Néanmoins, je ne peux pas vous laisser dire que les voyous tiennent aujourd’hui la dragée haute à notre police où à notre gendarmerie. Chaque jour, chaque nuit, chaque fois que la police est appelée, elle vient. Chaque fois, elle intervient.
On a beaucoup évoqué ces derniers jours, comme hélas depuis de longues années, la question des violences urbaines. Comme vous, je les dénonce, mais je fais en sorte que la police soit renforcée.
J’évoquais notre décision de procéder à 10 000 recrutements, qui sont nécessaires pour que nous soyons présents partout, y compris dans les quartiers. Et nous sommes présents partout, y compris dans les quartiers !
N’analysons pas les événements médiatiques comme une ligne ou une tendance en matière de violence urbaine. Par rapport à l’année dernière, nous nous situons sur une constante, y compris d’ailleurs pendant la période du confinement, excepté en Île-de-France, où nous avons connu une augmentation significative des incidents – cela n’a pas été le cas sur l’ensemble du territoire national.
Force est de constater que, chaque fois, la police et la gendarmerie, malgré le risque de guet-apens – quelque 120 guets-apens ont été identifiés pendant la période du confinement –, sont intervenues.
Je ne voudrais pas non plus laisser penser qu’il n’y a eu aucune interpellation. Au contraire, plus de 300 individus ont été interpellés pendant la seule période du confinement, dans le cadre de ces violences urbaines. Des condamnations à la prison ferme ont déjà été prononcées, avec dépôt immédiat et écrou immédiat ; voilà la réalité !

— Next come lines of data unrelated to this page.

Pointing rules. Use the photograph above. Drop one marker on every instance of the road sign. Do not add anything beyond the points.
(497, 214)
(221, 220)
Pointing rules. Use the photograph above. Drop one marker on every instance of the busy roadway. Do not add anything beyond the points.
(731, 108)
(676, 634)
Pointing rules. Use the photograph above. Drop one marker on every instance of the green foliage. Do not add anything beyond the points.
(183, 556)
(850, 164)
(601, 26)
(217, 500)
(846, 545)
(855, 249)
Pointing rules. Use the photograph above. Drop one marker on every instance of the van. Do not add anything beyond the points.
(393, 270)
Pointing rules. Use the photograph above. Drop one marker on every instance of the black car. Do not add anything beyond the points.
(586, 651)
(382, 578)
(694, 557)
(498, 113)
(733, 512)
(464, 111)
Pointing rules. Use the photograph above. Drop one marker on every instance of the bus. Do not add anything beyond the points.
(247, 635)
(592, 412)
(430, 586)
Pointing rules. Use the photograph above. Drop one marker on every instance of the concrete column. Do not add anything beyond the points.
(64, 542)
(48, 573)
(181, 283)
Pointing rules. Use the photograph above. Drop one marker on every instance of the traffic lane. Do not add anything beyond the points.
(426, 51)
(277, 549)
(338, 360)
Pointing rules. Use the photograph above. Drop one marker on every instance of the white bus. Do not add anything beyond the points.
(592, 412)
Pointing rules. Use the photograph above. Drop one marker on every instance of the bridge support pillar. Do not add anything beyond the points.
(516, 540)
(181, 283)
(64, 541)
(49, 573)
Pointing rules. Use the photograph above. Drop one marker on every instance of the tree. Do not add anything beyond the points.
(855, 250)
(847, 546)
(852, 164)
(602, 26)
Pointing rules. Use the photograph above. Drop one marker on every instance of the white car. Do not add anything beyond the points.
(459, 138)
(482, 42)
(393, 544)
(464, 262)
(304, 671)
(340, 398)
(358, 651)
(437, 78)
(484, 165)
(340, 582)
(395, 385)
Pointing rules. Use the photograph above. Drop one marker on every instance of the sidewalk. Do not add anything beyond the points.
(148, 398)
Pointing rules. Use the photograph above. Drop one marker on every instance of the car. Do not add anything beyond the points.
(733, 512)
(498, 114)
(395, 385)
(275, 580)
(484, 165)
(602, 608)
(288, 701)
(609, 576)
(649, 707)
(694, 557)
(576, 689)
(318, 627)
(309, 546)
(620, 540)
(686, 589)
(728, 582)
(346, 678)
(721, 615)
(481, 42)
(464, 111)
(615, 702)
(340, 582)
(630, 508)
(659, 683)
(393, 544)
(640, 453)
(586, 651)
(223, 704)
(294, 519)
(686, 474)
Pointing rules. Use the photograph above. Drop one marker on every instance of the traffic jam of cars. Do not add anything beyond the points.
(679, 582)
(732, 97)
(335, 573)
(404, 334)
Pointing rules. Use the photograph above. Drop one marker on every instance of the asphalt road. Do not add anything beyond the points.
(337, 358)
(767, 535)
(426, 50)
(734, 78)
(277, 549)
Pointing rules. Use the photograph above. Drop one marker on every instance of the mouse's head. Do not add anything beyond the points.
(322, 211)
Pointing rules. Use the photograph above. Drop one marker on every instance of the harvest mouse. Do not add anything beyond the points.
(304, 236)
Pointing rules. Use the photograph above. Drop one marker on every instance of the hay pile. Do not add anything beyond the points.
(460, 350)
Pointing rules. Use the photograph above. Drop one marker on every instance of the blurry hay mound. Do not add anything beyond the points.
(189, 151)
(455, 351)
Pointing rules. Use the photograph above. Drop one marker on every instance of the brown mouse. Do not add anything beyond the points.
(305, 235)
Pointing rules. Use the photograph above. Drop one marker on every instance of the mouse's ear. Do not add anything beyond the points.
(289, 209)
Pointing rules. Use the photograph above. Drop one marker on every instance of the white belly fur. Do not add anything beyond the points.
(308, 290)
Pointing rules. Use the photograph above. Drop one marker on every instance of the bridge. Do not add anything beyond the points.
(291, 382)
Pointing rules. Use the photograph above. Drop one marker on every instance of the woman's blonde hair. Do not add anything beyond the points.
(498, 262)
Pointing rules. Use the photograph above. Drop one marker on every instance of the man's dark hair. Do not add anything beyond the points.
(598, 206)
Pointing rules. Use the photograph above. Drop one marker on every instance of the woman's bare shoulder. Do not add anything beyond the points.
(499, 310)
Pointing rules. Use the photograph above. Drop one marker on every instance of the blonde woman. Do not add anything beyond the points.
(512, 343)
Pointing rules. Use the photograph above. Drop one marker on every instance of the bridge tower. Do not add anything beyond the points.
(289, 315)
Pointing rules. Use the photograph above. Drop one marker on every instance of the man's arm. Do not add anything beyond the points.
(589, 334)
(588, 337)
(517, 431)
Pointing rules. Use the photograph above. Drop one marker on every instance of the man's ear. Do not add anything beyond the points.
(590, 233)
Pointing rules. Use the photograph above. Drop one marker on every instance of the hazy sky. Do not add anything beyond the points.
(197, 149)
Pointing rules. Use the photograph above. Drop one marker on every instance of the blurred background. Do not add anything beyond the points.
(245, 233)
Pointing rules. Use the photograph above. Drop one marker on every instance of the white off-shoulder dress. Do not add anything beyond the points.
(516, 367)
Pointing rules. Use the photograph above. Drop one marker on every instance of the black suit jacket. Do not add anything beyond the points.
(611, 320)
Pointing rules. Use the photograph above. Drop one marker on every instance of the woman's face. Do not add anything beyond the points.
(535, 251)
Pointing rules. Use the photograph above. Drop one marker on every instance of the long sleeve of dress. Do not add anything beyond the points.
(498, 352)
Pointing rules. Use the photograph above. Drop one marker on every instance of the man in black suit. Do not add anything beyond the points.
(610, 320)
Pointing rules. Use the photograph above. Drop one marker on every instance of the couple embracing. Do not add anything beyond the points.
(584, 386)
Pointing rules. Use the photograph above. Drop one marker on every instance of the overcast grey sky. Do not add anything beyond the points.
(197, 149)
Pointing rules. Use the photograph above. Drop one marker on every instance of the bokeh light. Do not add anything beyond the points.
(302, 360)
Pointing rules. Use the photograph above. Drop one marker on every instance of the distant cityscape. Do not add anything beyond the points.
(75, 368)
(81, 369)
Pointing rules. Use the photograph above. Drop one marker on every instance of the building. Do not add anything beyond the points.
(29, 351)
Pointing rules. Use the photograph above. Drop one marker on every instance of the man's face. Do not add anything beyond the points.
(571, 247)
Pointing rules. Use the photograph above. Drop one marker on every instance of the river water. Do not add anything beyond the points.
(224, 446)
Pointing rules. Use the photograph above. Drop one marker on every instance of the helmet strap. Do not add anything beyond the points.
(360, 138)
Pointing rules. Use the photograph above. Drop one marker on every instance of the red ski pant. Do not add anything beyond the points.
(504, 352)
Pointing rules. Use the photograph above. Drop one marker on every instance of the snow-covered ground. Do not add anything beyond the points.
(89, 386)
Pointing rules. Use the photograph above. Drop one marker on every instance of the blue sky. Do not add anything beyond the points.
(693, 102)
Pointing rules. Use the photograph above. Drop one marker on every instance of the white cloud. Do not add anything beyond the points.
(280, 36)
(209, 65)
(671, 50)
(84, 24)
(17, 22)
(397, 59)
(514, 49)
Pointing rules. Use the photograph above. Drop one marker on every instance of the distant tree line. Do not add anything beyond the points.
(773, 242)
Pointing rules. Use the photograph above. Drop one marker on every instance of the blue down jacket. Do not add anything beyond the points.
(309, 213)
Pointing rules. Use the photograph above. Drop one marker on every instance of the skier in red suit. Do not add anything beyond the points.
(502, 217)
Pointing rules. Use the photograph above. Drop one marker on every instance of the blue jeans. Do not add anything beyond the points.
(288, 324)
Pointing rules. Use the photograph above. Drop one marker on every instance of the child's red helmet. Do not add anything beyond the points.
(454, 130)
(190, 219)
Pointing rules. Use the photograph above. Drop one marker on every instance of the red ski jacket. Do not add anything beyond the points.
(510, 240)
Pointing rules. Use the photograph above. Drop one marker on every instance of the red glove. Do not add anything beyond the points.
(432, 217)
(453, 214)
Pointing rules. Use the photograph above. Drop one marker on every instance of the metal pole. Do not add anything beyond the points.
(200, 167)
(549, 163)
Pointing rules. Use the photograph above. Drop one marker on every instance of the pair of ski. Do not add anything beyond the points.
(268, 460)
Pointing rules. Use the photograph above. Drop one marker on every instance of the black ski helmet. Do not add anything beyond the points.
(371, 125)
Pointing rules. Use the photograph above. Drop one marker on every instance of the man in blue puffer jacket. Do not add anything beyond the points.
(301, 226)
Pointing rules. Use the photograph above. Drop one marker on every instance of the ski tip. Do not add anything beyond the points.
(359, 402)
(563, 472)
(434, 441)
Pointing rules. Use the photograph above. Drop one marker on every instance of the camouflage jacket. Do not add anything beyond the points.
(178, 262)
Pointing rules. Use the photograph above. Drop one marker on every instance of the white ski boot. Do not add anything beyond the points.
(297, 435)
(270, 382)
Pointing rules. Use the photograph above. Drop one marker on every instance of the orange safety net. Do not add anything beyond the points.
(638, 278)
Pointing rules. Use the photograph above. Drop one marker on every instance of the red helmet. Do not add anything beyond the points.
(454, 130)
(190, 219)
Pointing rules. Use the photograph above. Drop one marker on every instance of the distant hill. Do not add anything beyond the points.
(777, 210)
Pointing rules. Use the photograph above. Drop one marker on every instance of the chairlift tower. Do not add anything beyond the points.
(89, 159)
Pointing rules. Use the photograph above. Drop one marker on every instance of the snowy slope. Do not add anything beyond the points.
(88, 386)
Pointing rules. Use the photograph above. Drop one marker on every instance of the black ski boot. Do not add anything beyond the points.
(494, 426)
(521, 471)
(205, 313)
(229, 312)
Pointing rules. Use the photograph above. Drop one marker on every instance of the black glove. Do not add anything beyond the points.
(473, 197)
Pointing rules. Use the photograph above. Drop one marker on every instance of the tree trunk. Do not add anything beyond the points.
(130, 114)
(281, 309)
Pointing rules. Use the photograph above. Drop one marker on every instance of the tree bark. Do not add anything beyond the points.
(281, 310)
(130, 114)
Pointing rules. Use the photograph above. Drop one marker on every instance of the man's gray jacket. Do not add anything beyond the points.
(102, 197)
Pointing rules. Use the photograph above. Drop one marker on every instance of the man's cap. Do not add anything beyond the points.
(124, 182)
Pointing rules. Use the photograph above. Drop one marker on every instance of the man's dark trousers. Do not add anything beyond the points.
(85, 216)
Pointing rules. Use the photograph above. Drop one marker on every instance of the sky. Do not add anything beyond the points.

Il n’empêche que c’est un combat que nous devons mener, pas seulement, monsieur le sénateur, par l’interpellation, mais aussi par la prévention et par la présence policière. Je ne souhaite pas opposer la nécessité d’une police de sécurité du quotidien, qui s’appuie sur le travail des élus pour porter une ambition pour les quartiers les plus difficiles de notre pays, et la légitime répression. Les deux doivent aller de pair.